处理文本文件的通用算法/模式
是否有读取多行文本文件的通用算法/模式,其中某些行依赖于前面的行?我指的是如下形式的数据:
H0 //start header
HEADER1
H9 //end header
R0 RECORD1
R0 RECORD2
H0 //start header
HEADER2
H9 //end header
R0 RECORD3
R0 RECORD4
需要将当前的“标题”信息与每个后续记录相关联。
我意识到此类任务有无数的解决方案,但是是否有经验丰富的开发人员会采用经过尝试和测试的模式?
编辑: 我的直觉是,应该使用某种状态机,具有“正在读取标题”、“正在读取记录”等状态。
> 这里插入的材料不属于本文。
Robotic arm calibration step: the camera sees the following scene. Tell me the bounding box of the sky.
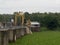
[0,0,60,14]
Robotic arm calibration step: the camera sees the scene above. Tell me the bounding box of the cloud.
[0,0,60,13]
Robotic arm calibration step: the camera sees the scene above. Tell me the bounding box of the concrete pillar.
[8,30,13,42]
[0,31,8,45]
[20,28,24,36]
[9,30,16,42]
[16,29,21,38]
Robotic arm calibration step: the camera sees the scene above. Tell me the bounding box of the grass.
[9,28,60,45]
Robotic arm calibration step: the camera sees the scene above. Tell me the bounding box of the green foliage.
[9,31,60,45]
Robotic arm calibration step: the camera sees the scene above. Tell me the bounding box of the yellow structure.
[15,12,24,25]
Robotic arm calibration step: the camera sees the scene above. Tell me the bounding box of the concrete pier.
[0,26,26,45]
[0,29,8,45]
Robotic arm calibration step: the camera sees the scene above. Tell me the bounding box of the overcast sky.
[0,0,60,13]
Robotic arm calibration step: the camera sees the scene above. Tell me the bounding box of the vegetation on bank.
[9,27,60,45]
我走在正确的道路上吗?
编辑: 虽然示例很简单,但可以处理更高程度嵌套的东西会更好
Is there a general algorithm/pattern for reading multiline text files, where some lines are dependent on preceding ones? I'm referring to data in a form like:
H0 //start header
HEADER1
H9 //end header
R0 RECORD1
R0 RECORD2
H0 //start header
HEADER2
H9 //end header
R0 RECORD3
R0 RECORD4
Where one needs to associate the current "header" info with each following record.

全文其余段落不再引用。